Он же говорил: «Французы ужасные болтуны и очень многословны. Например, говорят они: Коман ву порте ву? К чему эти два ву? Не проще ли сказать: Коман порте? И так каждый поймет».
* * *
При выборах в Московском дворянском собрании князь Д. В. Голицын в речи своей сказал о выбранном совестном судье: сей, так сказать, неумытный судья. Ему хотелось высказать французское значение la conscience est un juge inexorable и сказать неумолимый судья, но Мерзляков не одобрил этого слова и предложил неумытный. «И поневоле неумытный, – сказал Дмитриев, – он умываться не может, потому что красит волосы свои».
* * *
Русский, пребывающий за границей, спрашивал земляка своего, прибывшего из России: «А что делает литература наша?» – «Что сказать на это?

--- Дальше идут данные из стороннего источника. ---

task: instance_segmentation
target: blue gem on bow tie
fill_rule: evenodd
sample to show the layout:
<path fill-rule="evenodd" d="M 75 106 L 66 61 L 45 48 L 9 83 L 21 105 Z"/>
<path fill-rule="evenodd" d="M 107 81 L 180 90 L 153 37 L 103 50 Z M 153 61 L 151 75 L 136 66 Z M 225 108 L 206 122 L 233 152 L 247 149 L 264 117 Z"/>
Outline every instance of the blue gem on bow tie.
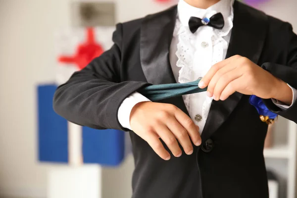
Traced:
<path fill-rule="evenodd" d="M 276 113 L 270 111 L 265 106 L 262 99 L 254 95 L 251 95 L 249 97 L 249 103 L 255 107 L 259 115 L 264 116 L 268 116 L 269 119 L 274 119 L 277 116 Z"/>
<path fill-rule="evenodd" d="M 203 17 L 203 18 L 202 18 L 201 20 L 201 22 L 202 23 L 202 24 L 205 25 L 209 23 L 209 21 L 210 21 L 209 19 L 206 17 Z"/>

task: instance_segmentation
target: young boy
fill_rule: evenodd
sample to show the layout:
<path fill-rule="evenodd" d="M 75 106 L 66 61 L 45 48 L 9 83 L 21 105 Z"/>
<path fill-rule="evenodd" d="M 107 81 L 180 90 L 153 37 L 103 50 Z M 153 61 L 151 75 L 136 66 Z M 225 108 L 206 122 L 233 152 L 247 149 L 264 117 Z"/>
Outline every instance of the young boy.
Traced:
<path fill-rule="evenodd" d="M 53 106 L 79 125 L 130 131 L 133 198 L 268 198 L 267 125 L 248 100 L 297 122 L 291 25 L 234 0 L 180 0 L 118 24 L 113 39 Z M 158 102 L 138 92 L 198 79 L 207 92 Z"/>

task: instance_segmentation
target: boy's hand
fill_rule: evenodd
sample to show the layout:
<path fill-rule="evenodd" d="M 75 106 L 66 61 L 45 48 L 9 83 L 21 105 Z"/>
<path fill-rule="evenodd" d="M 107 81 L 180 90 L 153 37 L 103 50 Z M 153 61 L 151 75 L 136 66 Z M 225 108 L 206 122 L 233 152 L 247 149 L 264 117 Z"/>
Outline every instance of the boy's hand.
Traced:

Буду отвечать, как отвечают купчихи одного губернского города на вопрос об их здоровье: не так, чтобы так, а так, что не так что не оченно так».
* * *
Полевой написал в альбоме г-жи Карлгоф стихи под заглавием: «Поэтический анахронизм, или стихи в роде Василия Львовича Пушкина и Ивана Ивановича Дмитриева, писанные в 19-м веке». И какие же это стихи в роде Дмитриева! Вот образчик:
Гостиная – альбом,
Паркет и зала с позолотой
Так пахнут скукой и зевотой.
Паркет пахнет зевотой! Что за галиматья! А какое отсутствие вкуса и приличий, литературное бесстыдство в глумлении подобными стихами над изящными и образцовыми стихами Дмитриева. А есть люди, которые смотрели, есть такие, которые смотрят и ныне на Полевого как на критика и на литературного судью. Полевой был просто смышленый русский человек. Он завел литературную фабрику на авось, как завел бы ситцевую или всякую другую мастерскую. Не очень искусный и совестливый в работе своей, он выказывал товар лицом людям, не имеющим никакого понятия о достоинстве товара. Опять, как русский человек, надувал он их немножко, как следует надувать русских потребителей. Почему же и нет? Это в порядке и шло благополучно. Товар по мастеровому, и покупщик по товару. Так вообще идут две трети всякой торговли.
* * *
Когда Магницкий второй ссылкой своей был сослан в Ревель, Сперанскому были приписаны следующие слова:
«Как можно посылать Магницкого в Ревель? Туда ездят за здоровьем, а он присутствием своим и воздух заразит».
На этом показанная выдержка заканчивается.